Inspiration
We wanted to build upon the tried and true rubber ducky method of debugging, where a developer explains their thought process to a "rubber ducky", forcing themselves to walk through their system, start to finish. We wanted to create a tool that can be used for this as well as some flair!
What it does
We provide a cute screen, ideally held up by our mascot, that shows developers their coding stats such as GitHub Pull Requests, GitHub Actions, commits or more specific to vibe coding like Claude token usage etc.
How we built it
We connected an ESP32 board to an E-Ink display, and used Rust to program the TUI widgets. A Go server then complements the embedded device, which polls for live updates and stats. The device runs standalone due to using the Wi-Fi/BLE stack of the esp32.
Challenges we ran into
Since some of the teammates were new to Rust, some time was spent on learning before building. It was also our first time trying to understand the Wi-Fi and Bluetooth protocols at a deeper level, and then trying to find examples which we could build on for those technologies was very difficult. There was a lot of trail and error.

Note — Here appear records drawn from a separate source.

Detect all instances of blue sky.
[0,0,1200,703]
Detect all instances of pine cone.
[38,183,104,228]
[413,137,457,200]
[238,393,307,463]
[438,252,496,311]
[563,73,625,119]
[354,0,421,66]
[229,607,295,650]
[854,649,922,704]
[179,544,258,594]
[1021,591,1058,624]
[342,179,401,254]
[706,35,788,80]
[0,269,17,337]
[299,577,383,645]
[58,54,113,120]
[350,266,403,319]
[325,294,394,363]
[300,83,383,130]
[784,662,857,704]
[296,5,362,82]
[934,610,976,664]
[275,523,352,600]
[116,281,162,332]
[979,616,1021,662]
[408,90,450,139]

Accomplishments that we're proud of
We are extremely proud of the fact that we built a standalone embedded device that functions on ubiquitous protocols. Just seeing it contact our backend while only connected to power, and then pull that data down and then displaying it; it was incredibly rewarding.
What we learned
We learned so much about interfacing with networking protocols as well as more experience with embedded software development!
What's next
We would love to spend more time on the project and add more features, and even design a nice case so it could be a practical desk-gadget!